Editorial
Food Safety Awareness Week
Food Safety Awareness Week observed October 20-26 highlights the importance of safe and healthy food. It highlights the challenges in establishing and strengthening the components of a control system to ensure safety along the whole food chain, and is an opportunity for us to be aware about a few simple techniques that will help us eat safe food and stay healthy. Food safety is generally defined as the assurance that food will not cause harm to the consumer when it is prepared and/or eaten according to its intended use.
The World Health Organization has estimated that there are 1.8 million deaths every year due to diarrheal diseases and most of the cases of death can be attributed to water and food contamination.
Food-borne diseases impose a heavy social and economic burden on communities, affecting their economic productivity. They encompass a wide spectrum of illnesses caused by microbes, parasites, or chemical contamination of food. Recent trends in food production, processing, distribution, and preparation are creating an increasing demand for food safety research in order to ensure a safer food supply.

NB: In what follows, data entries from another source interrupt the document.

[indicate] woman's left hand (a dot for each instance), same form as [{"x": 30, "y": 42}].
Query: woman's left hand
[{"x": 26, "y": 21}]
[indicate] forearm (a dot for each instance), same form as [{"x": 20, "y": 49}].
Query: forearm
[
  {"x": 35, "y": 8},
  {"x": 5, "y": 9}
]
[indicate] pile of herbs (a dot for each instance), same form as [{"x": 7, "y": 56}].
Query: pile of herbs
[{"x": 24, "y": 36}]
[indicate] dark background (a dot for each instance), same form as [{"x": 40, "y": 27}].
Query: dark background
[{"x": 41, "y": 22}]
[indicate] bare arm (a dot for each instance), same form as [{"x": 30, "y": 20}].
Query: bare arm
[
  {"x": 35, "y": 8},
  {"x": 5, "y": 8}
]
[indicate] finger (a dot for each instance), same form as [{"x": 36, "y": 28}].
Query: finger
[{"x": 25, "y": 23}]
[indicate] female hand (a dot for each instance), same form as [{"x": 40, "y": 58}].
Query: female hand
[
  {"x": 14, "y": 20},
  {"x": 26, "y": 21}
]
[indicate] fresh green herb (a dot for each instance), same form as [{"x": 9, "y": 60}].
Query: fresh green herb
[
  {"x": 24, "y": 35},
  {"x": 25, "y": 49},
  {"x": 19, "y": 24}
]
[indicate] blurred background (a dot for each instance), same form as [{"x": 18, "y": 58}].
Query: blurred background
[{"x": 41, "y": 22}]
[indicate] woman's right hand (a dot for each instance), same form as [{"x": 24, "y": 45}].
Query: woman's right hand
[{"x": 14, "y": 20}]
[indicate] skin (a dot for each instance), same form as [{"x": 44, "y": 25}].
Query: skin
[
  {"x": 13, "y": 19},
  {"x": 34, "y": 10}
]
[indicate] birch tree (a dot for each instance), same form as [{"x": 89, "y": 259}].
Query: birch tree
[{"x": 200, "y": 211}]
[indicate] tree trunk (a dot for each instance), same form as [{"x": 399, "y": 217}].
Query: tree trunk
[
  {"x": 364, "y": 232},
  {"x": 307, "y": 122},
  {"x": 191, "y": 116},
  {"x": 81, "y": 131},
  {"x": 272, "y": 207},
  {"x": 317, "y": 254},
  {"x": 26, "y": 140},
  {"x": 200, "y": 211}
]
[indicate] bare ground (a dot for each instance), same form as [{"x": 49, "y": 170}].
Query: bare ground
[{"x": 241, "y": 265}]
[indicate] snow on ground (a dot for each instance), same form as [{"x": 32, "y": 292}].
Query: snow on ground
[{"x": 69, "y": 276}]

We seldom think of a kitchen as a dangerous place. But there is a hidden enemy there waiting to attack one’s weakened immune system.
Bacteria hiding in raw meats, utensils, sponges, counter tops and cutting boards, and even on one’s hands, put many at a risk for life-threatening infections. Improperly stored or prepared foods can harbor bacteria that can be dangerous to health.
It is our responsibility to protect our families and others by being careful in the handling of food because food poisoning can leave us with long-term organ damage and can be fatal.